I love Manny's expression of absolute concentration 
Looks as if he's getting an ear bashing from Molly in the first picture 
They are gorgeous though :001_wub:


----------



## JordanRose (Mar 10, 2012)

Soooo cute!! They look like cuddly teddy bears 

I love Manny's ginger ears and tail, and Molly's face is just so adorable- those amber eyes are beautiful! :001_wub:


----------



## Yourgifts Ourgifts (Apr 12, 2009)

Great photos..


----------



## colliemerles (Nov 2, 2007)

_lovely pictures, both Molly and Manny are gorgeous, big fluff balls, ,,:001_wub:,_


----------



## Jenny1966 (Feb 7, 2011)

Molly and Manny say thank you


----------



## Kyria (Oct 29, 2011)

They are so adorable and cuddly looking.


----------



## Jonescat (Feb 5, 2012)

Your cats are beginning to make me think again about Persians...I love your pix!


----------



## carly87 (Feb 11, 2011)

Jonescat, every household should have a Persian in it! I couldn't be without Manny's mum and sister now, and find it hard to imagine life without a Persian on my lap when I come home from work.

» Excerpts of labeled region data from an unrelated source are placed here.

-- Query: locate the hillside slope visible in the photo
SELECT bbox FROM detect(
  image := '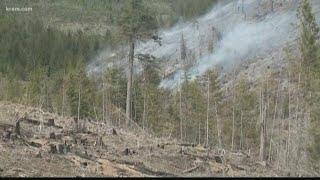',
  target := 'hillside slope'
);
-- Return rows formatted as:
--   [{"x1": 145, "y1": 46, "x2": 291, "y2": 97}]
[{"x1": 0, "y1": 102, "x2": 277, "y2": 177}]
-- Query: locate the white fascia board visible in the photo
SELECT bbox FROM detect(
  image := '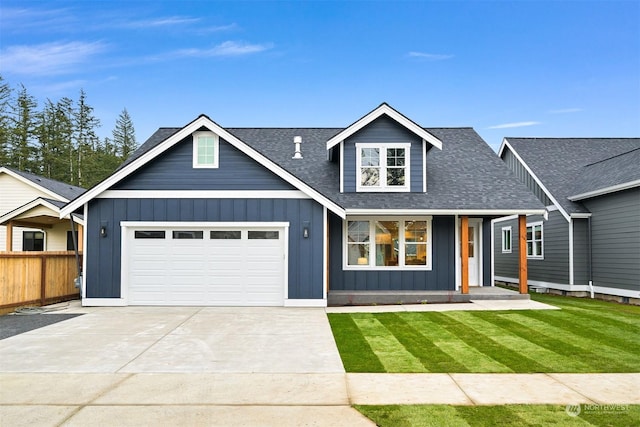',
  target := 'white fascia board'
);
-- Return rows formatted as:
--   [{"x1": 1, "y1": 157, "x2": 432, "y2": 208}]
[
  {"x1": 0, "y1": 197, "x2": 60, "y2": 224},
  {"x1": 345, "y1": 209, "x2": 546, "y2": 216},
  {"x1": 567, "y1": 179, "x2": 640, "y2": 202},
  {"x1": 571, "y1": 213, "x2": 591, "y2": 219},
  {"x1": 96, "y1": 190, "x2": 311, "y2": 199},
  {"x1": 498, "y1": 138, "x2": 569, "y2": 222},
  {"x1": 327, "y1": 104, "x2": 442, "y2": 150},
  {"x1": 0, "y1": 167, "x2": 69, "y2": 203},
  {"x1": 60, "y1": 115, "x2": 345, "y2": 218}
]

Oh, Jenny, Manny might be getting some more extended family soon!


----------



## Jenny1966 (Feb 7, 2011)

carly87 said:


> Jonescat, every household should have a Persian in it! I couldn't be without Manny's mum and sister now, and find it hard to imagine life without a Persian on my lap when I come home from work.
> 
> Oh, Jenny, Manny might be getting some more extended family soon!


ooooooooooo I will e mail for news!!! I have a load of photos to send, to show how the little man is growing


----------



## Jonescat (Feb 5, 2012)

Something to think about next time there's a space....


----------



## Lunabuma (Dec 12, 2011)

The third pic is my favourite


----------



## Jenny1966 (Feb 7, 2011)

Lunabuma said:


> The third pic is my favourite


Mine too, but sshhh dont tell Manny


----------



## ukdave (May 26, 2011)

They are beautiful <3 <3  xx


----------



## Cats cats cats (Feb 4, 2011)

:001_tt1: :001_tt1: :001_tt1: :001_tt1: :001_tt1: :001_tt1: :001_tt1:


----------



## BespokePetSupplies (May 10, 2012)

They look so friendly and adorable


----------